EL OLIVO DEL ENCINAR - Escrito por: JAVIER PELEGRIN - Ilustrado por: ESTEBAN RIVEROS

EL OLIVO DEL ENCINAR

Escrito por: JAVIER PELEGRIN

Ilustrado por: ESTEBAN RIVEROS

 

Esa mañana de Agosto, un olivo descansaba junto al arroyo lagartijero, ausente, como absorto en el murmullo del canto de los grillos. No era un verano como los de antaño, llenos de frituras de sol en pieles ajenas y propias, pues Valle no estaba allí, junto a los suyos recogiendo aceitunas. Ni siquiera su jornalera sombra andaluza, daba réplica al juego del majestuoso sol cordobés.

Se decía en el banco de la plaza, que esa mujer, madre de un niño espabilado y de una chiquilla ausente de picardía, yacía esperando el viaje. Sin apenas haber consultado el precio del billete. Sin saber de lejo el destino final del mismo. Pero ahí parasitaba. Lejos de los campos de olivares perdidos, encontrando su nueva cosecha para recoger. Llena de un todo que se iba convirtiendo en absurda nada.

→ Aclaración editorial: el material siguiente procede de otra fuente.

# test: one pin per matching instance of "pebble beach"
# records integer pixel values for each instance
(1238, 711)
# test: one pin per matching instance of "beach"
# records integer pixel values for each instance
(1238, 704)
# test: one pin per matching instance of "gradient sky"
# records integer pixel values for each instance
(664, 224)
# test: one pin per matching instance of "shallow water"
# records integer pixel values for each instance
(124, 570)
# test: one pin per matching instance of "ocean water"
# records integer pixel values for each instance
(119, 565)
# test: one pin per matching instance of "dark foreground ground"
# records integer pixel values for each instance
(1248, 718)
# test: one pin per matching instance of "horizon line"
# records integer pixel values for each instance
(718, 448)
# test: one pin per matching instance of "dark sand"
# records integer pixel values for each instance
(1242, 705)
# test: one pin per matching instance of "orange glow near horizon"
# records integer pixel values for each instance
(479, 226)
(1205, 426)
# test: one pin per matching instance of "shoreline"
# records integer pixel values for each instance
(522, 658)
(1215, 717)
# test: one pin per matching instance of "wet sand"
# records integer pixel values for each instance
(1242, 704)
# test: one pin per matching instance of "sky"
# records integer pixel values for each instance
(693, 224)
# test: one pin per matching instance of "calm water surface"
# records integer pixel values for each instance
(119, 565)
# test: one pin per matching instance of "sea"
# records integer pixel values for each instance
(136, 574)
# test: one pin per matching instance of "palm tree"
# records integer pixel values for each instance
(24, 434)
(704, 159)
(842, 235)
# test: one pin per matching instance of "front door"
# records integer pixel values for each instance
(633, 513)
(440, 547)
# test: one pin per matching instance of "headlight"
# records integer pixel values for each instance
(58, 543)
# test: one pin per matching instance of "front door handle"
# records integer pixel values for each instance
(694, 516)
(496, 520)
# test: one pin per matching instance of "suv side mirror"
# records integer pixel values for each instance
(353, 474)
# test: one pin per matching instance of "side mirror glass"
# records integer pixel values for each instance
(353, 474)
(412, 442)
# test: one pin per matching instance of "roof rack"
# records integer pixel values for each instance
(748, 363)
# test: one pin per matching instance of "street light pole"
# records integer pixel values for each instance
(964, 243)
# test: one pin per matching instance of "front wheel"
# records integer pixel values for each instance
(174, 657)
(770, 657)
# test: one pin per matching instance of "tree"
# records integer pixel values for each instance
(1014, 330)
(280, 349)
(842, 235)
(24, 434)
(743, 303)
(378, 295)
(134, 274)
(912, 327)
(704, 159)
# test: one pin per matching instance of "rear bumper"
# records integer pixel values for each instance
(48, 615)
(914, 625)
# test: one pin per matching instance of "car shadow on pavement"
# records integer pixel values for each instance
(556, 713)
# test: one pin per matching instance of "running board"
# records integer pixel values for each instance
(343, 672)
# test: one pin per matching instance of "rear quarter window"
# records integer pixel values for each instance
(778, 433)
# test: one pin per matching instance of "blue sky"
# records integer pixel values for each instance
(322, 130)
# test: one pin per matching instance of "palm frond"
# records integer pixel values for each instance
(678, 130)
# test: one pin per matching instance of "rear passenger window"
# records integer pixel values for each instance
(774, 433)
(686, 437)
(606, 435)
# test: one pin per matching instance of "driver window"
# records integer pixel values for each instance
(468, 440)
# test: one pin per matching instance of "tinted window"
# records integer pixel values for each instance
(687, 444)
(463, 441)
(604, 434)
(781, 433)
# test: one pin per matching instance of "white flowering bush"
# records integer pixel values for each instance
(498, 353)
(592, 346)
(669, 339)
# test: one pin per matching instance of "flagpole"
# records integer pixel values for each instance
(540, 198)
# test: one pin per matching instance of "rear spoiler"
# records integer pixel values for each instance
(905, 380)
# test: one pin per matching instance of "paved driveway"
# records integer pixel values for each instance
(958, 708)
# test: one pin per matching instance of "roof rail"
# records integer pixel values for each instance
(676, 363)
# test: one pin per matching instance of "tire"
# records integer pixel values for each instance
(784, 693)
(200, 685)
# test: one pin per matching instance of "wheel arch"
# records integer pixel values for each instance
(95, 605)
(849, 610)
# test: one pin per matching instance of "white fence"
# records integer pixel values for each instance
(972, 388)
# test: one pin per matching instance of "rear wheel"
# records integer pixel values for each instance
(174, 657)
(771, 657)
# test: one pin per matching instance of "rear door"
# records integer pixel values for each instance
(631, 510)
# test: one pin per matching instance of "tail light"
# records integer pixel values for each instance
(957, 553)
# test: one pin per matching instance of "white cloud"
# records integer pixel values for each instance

Junto al bar de Don Benito, aparcó humeante el viejo autobús que transportaba a los jornaleros, desde la unidad de quemados propia de su trabajo diario, hacia la bendita aparición en el avanzado atardecer de ese perdido pueblo andaluz, El Encinar.

Curioso nombre para un pueblo ausente de tan enorme elemento natural como la encina, masculló a sus adentros un apaleado hombre de mediana edad, que, a trote ágil y desmesurado, avanzó entre la muchedumbre que se reencontraba tras la dura jornada de trabajo.

Mil pasos después y apesadumbrado a medida que se acercaba a casa, ese trovador sin lírica ni instrumento más que su silbido vespertino, visualizó como se iluminaba su casa fusionándose con el atardecer, bañando de un rojo malva gran parte del patio andaluz que servía a Valle como reposadero de su amargura.

Chorreando rayos de sol y balanceando su mecedora, disfrutaba la falta de reloj, saboreando como el tiempo como se evaporaba frente a ella, dándole una nueva oportunidad de volver a empezar. No atisbó la llegada de Juan, su marido, hasta que éste, tras cerrar con mucho mimo la verja, se acercó para besarla en el cuello, a lo cual su cansada mujer, reaccionó con una sonrisa recién caída de pura solemnidad.

-Como ha ido todo Juanillo? ¿Siguen las aceitunas donde las dejé?-arrastró con su maltrecha voz.

-Ahí siguen cielo. Esperando a que vuelvas.- respondió él tragándose las lágrimas hacia donde el estómago pierde su utilidad.

Y así, la tarde empezaba a dejar de serlo. Juan acercó a su mujer en brazos hacia el salón donde ajeno a las circunstancias, los niños jugaban a serlo con más dedicación si cabe, como asumiendo la tardanza del regreso en los ojos de su madre, de aquel imborrable brillo tan familiar. Tan esperado. Nunca olvidado.

Valle, recogió fuerzas del suelo en el que resbalaban ya sus pies y besó la frente del pequeño y la mejilla de la mayor, que bajó la mirada con el recelo del animal frente a la puerta del matadero.

-Mañana más, mi vida- le sugirió su marido mirando el cuadro sin lograr ausentarse de allí.

-Si cariño, pero que sea mejor…

Las figuras en la cama, abrazados sin desperdiciar ninguna de las gotas de vida que allí pudieran derramarse, eran solamente una: la de un violín. Mezcladas las siluetas y los contornos de la piel. Faltando la nota final del repertorio. Delicadas al son del tic tac del reloj.

Marcando el tiempo, la noche invadió la casa y las cigarras anunciaron su llegada, a ritmo de un allegretto recitado al unísono.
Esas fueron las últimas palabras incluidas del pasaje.